Beauté. Nous avons peine à nous représenter aujourd'hui la magnificence de Notre-Dame à son époque. Dorures, vitraux colorés, vierges dorées, reliquaires, lampadaires, statues incrustées de pierreries : comme aujourd'hui dans les pays pauvres du tiers-monde, on aimait projeter sur l'église, maison du peuple, tout ce dont on était soi-même privé, symbole de la grandeur que l'on pressentait être au fond la nôtre et celle de maîtres à penser si prestigieux.

 

Critiques. Suger, le génial abbé constructeur de Saint-Denis voyait comme un reflet de la gloire divine dans la majesté de l’immense structure, dans la splendeur des objets sacrés et notamment dans les jeux de lumière transperçant l'obscurité.
Saint Bernard, 1'abbé de Clairvaux et artisan de la réforme cistercienne, critiquait au contraire le luxe de l'Église :

« L'Église resplendit dans ses murs, mais elle manque de tout dans ses pauvres. Elle orne d'or ses monuments de pierre et laisse ses fils aller nus. »

Ces deux abbés étaient morts lorsqu'on édifia Notre-Dame mais la controverse demeurait et alors que l'on élevait la prestigieuse façade on vit arriver à Paris les premières communautés de franciscains dans leurs simples robes brunes ainsi que les Frères Prêcheurs de saint Dominique, vêtus de blanc.

On savait bien aussi que les persécutions commençaient contre les disciples de Pierre Valdo, précurseur de François d'Assise (la mère de François en faisait, dit-on, partie), qui avait renoncé au monde à Lyon en 1175, et vivait avec sa communauté une pauvreté évangélique dont l'influence s'étendait aux quatre coins de l'Europe qu'il n'avait pas réussi à faire accepter par Rome. (Les protestants italiens se nomment encore de nos jours « vaudois » et non « protestants »).
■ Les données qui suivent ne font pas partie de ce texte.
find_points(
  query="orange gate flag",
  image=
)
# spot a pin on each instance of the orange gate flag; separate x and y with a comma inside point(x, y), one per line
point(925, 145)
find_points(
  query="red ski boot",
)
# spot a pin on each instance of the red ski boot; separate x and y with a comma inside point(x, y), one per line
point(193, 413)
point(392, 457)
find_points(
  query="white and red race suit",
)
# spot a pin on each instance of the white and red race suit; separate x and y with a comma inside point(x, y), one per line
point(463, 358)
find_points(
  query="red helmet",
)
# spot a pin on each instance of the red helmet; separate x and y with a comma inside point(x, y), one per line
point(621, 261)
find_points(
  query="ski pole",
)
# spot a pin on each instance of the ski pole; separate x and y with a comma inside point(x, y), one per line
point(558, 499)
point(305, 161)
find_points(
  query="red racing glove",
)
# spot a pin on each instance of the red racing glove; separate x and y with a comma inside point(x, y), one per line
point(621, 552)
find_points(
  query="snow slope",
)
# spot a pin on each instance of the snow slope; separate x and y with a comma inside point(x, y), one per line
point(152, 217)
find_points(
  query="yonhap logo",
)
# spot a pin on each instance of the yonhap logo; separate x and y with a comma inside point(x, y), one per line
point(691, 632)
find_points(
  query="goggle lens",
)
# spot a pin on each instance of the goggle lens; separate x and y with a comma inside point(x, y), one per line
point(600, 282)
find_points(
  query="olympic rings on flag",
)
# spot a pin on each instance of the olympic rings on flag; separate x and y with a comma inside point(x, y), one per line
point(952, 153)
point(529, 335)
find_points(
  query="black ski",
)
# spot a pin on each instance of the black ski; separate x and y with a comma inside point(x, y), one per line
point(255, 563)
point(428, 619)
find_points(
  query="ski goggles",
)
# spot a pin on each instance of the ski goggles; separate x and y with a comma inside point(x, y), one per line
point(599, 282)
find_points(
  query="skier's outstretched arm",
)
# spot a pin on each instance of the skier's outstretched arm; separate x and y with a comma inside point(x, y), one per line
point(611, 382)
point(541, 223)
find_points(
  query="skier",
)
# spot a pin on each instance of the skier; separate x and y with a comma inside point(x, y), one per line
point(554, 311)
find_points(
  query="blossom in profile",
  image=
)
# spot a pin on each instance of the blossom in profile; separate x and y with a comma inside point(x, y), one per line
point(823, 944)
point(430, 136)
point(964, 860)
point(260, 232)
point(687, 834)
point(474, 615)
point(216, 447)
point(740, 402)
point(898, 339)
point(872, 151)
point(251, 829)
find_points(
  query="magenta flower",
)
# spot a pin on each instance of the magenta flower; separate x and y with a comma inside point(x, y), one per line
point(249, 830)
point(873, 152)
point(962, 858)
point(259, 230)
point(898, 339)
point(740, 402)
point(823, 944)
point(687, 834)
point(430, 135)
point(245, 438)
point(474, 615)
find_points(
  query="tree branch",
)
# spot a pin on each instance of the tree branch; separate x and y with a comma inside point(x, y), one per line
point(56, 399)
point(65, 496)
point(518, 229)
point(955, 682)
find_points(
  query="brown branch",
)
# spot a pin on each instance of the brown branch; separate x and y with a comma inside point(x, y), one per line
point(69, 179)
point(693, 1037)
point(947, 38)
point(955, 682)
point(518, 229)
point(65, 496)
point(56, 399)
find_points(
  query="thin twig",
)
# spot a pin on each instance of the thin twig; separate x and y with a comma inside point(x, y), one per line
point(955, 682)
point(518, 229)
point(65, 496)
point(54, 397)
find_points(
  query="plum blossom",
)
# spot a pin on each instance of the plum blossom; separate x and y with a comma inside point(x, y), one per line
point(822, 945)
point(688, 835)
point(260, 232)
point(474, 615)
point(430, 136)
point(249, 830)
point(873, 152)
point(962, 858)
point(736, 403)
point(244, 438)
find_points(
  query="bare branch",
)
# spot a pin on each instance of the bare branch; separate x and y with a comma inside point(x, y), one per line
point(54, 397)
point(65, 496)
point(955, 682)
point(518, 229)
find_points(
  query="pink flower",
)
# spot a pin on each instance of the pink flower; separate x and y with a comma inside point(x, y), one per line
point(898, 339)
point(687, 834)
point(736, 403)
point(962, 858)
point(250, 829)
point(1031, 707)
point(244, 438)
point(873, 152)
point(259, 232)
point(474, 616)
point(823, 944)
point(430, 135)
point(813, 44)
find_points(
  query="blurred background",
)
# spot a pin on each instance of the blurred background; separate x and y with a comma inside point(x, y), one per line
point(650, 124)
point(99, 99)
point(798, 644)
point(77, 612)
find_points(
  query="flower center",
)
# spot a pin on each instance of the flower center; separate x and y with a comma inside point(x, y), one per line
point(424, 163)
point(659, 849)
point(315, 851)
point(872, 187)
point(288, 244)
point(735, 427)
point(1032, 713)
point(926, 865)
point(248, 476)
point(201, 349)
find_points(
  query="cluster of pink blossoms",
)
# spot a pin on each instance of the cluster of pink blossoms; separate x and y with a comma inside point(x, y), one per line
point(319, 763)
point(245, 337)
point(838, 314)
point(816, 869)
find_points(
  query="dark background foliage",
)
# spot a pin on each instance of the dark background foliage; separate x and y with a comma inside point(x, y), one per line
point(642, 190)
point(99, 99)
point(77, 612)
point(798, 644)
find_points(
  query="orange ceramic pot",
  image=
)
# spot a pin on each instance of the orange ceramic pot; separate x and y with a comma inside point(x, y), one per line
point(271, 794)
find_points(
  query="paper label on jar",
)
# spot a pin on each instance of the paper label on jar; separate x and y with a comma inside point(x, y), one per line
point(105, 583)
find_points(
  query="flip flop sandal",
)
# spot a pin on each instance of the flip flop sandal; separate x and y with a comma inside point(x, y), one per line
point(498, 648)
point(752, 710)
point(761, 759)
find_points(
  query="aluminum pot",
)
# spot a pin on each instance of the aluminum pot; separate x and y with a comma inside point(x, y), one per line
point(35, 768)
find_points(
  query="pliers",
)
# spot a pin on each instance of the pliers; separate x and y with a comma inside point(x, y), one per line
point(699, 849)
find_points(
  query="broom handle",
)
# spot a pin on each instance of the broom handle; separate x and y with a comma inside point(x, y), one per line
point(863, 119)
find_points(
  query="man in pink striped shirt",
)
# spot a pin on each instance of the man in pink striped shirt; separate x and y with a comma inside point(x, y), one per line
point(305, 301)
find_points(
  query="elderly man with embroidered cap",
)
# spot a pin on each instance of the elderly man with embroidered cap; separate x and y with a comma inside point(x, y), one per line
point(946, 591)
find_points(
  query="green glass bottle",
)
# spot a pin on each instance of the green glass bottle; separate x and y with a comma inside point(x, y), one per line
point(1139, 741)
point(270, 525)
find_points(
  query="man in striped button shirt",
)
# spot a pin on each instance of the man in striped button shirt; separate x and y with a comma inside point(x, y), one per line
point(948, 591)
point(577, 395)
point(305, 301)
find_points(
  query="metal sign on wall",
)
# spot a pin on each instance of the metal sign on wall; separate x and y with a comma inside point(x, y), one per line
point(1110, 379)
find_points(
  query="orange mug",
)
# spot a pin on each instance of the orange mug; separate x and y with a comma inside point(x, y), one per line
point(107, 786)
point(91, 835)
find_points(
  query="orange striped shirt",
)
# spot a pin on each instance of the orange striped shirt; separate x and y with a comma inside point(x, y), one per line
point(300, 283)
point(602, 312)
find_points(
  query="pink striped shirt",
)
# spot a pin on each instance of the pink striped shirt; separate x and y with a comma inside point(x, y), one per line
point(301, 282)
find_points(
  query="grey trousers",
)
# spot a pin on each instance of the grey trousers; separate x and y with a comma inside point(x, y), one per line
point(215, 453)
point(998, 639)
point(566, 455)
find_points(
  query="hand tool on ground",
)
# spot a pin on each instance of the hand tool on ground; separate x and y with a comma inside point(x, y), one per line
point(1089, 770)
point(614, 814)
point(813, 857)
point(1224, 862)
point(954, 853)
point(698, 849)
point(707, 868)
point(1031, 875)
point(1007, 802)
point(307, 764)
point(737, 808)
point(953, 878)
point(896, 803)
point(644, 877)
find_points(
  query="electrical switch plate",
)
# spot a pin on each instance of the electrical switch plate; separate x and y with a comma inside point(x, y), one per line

Grains de sable de la folie de Dieu dans les engrenages si bien huilés de la belle société féodale.

 

L'Église était riche et puissante : elle se chargeait de drainer les fonds de la charité publique pour les redistribuer aux pauvres, malades, chômeurs, vieux, orphelins, affamés etc. Dans un monde où la pauvreté était endémique, l'Église exerçait en fait la fonction de notre Sécurité sociale et de l’Assurance chômage.

C'est donc le fondement même de l'ordre féodal établi qui est menacé lorsque les ordres mendiants refusent de manier cet argent si nécessaire et rendent par là-même le petit peuple conscient de sa triste situation.

Pierre Valdo, François d'Assise, Dominique et les leurs déstabilisent la belle alliance des seigneurs et des prélats, du pape et des rois, constructeurs des cathédrales. En regardant la façade et les tours de Notre-Dame, il faut penser aux archers royaux protégeant la reprise des cours du couvent Saint-Jacques, les « écoliers » s’impliquaient si passionnément dans ces querelles qu'ils en venaient aux mains !

 

La Renaissance rejetant la belle structure symétrique des églises gothiques, leur élan vertical et l'organisation complexe des divers espaces passera à une architecture marquée par la fantaisie et l'originalité : l'organisation si parfaite du monde du XIIe siècle sera ressentie alors comme un carcan. Les humanistes ont méprisé le Moyen-Age, le nommant « temps barbares » et lui reprochant d'avoir enfermé l'homme dans une vision trop globalisante, trop totalitaire de l'univers, de façon trop autoritaire aussi, ne laissant pas place au pluralisme, à la liberté de pensée si chère à la Renaissance comme à nos pensées modernes.